We should note that an able NoSQL database is required to scale with the present market requirements. Hence the integration of MongoDB and Analytic tools would even increases the value. So expanding this analysis into other domains by having Big Data over the cap would be really fetching to the business benefits.
We did an extensive study on a real time product for migrating a Legacy Content Management System's content which is already voluminous and obviously tend to increase in accelerated mode. MongoDB, an open source NoSQL database, maintained by 10gen, is racing in Big Data Technologies and already had its major foot print. After probing through each of Hadoop, Cassandra, Couch DB, VoltDB, Hive, MongoDB came out as best fit for our customer business requirement. Results are very impressive. Performance improvement is stunning and projections show that investments will be realized in not more than 2 year. Of course long term cost benefits are enormous.
Aligned with CSC Business strategy to market Big Data consultancy and expertise, we explored a branch of it which is NoSQL database, MongoDB. Reduced cost of Infrastructure, increased profitability, improved performance, high scalability are direct benefits addressing the challenges posed by accelerated increase in data. Massively parallel processing capabilities of the NoSQL enables information on finger tips to its customers. Need of the hour is to give the customers what they want rather than asking them to find something in what they can sell. Big Data is there to make this happen.

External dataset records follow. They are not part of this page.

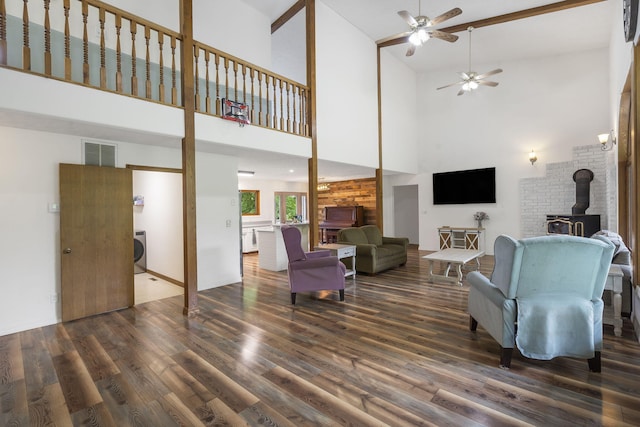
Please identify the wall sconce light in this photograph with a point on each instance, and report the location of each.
(608, 140)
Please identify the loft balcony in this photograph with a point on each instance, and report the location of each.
(94, 45)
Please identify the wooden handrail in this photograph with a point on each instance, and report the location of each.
(92, 43)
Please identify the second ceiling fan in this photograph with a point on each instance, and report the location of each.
(421, 28)
(470, 80)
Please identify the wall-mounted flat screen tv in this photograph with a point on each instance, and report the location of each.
(463, 187)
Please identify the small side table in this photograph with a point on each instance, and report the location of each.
(342, 251)
(612, 315)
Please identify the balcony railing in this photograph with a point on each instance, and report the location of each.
(95, 44)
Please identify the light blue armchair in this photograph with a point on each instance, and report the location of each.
(545, 296)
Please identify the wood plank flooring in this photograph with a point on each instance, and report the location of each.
(396, 352)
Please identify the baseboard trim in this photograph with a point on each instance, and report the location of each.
(166, 278)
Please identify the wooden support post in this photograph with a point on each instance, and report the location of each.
(188, 161)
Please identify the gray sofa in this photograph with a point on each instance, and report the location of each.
(374, 252)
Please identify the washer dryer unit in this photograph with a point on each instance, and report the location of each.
(139, 252)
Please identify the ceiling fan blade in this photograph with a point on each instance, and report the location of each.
(486, 83)
(449, 85)
(411, 50)
(443, 36)
(489, 73)
(394, 37)
(447, 15)
(408, 18)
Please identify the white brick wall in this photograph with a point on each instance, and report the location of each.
(555, 193)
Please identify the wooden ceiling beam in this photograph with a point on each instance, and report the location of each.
(501, 19)
(285, 17)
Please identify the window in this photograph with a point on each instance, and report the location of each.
(250, 202)
(290, 207)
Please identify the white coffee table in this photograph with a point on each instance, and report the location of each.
(457, 257)
(342, 251)
(612, 314)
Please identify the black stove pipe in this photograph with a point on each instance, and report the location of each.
(582, 178)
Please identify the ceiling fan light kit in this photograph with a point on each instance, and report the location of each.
(421, 29)
(471, 80)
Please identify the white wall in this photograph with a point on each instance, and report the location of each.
(29, 248)
(161, 218)
(289, 49)
(400, 126)
(233, 27)
(548, 104)
(347, 100)
(217, 220)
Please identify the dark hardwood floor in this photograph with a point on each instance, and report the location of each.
(397, 351)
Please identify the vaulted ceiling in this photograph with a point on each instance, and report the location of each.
(580, 28)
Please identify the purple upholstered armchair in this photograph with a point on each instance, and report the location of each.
(311, 271)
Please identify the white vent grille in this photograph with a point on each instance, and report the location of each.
(99, 154)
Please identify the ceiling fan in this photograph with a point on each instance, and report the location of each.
(472, 80)
(421, 28)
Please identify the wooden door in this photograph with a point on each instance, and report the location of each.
(96, 240)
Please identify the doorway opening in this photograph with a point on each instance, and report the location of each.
(158, 233)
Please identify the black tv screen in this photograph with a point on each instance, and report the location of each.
(463, 187)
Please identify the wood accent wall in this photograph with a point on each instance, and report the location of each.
(355, 192)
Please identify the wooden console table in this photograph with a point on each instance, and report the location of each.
(470, 238)
(457, 257)
(342, 251)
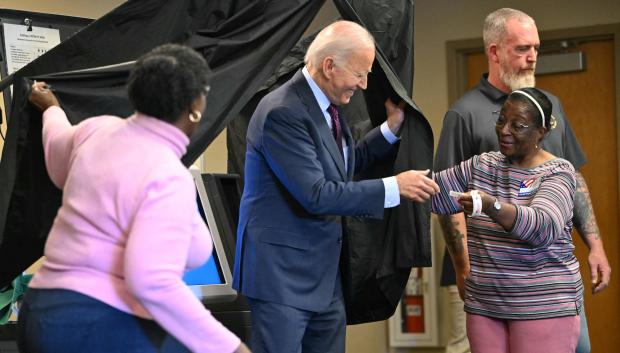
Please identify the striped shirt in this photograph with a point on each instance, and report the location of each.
(529, 272)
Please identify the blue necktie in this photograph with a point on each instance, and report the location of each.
(336, 127)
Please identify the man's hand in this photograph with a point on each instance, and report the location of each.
(242, 349)
(414, 185)
(42, 97)
(600, 271)
(395, 115)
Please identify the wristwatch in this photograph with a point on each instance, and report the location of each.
(497, 205)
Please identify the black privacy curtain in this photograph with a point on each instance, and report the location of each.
(251, 47)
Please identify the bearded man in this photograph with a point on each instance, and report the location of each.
(511, 44)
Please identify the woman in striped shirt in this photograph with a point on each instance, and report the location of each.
(524, 291)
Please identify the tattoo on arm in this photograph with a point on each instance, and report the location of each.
(583, 213)
(453, 237)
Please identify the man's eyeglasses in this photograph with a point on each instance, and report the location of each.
(514, 127)
(357, 75)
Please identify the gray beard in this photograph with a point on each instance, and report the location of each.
(516, 81)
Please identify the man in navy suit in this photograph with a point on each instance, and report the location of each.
(298, 185)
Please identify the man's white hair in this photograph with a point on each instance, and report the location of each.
(339, 40)
(494, 28)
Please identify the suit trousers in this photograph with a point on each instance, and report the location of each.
(64, 321)
(279, 328)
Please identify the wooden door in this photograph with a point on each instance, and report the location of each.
(588, 98)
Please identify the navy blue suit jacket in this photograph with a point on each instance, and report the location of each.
(296, 191)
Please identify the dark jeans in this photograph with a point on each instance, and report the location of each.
(63, 321)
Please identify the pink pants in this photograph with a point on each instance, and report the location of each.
(489, 335)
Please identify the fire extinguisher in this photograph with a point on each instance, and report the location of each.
(414, 303)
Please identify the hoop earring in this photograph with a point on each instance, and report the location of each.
(195, 116)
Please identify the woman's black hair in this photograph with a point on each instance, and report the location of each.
(165, 81)
(540, 98)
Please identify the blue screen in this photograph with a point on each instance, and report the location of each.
(205, 274)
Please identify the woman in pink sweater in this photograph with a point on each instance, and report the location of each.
(128, 227)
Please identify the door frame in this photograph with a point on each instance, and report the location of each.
(457, 51)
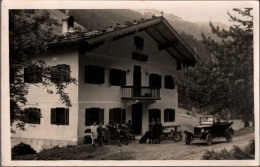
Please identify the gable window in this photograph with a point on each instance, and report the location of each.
(33, 74)
(155, 80)
(169, 82)
(117, 115)
(94, 115)
(178, 65)
(33, 115)
(60, 73)
(94, 74)
(139, 42)
(169, 115)
(117, 77)
(154, 114)
(60, 116)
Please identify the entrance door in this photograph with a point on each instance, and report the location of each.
(137, 118)
(137, 81)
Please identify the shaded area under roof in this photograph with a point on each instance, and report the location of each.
(158, 28)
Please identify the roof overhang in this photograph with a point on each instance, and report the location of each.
(158, 28)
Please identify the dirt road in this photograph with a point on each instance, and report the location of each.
(169, 150)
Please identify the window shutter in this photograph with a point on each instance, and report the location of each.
(123, 115)
(39, 118)
(173, 115)
(111, 115)
(67, 116)
(178, 65)
(101, 116)
(53, 116)
(87, 117)
(26, 75)
(123, 78)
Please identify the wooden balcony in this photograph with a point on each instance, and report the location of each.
(140, 93)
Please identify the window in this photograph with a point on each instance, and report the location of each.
(155, 80)
(178, 65)
(154, 114)
(117, 115)
(94, 115)
(33, 115)
(117, 77)
(60, 73)
(60, 116)
(139, 42)
(94, 74)
(169, 82)
(169, 115)
(32, 74)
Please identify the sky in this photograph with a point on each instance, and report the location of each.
(198, 11)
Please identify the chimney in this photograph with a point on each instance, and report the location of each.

The risks that lie in the way of the customer to "change technology" are reliability, scalability and investment in upfront cost and time to setup the environment. These risks can be translated to opportunities for any service based companies. To change customer perception on reliability and scalability, numerous cases studies and POCs are now readily available, which are tested on real-time data. That will make customers experience Big Data results. Coming to investment concerns, MongoDB has almost zero upfront costs. However developing a reusable or customizable framework that will readily setup NoSQL Environments for customers brings more business and hence revenue. It's another great opportunity as developing framework is one time investment, but it becomes a product to sell and also gain further business opportunity.
Big Data is a buzz word today. NoSQL databases are already captivating the market. To stay ahead of the race, we should seize the business opportunity before clients identify the need for change. Embracing the High performance open source technologies like Big Data and NoSQL is definitely a beneficial thing to give attention.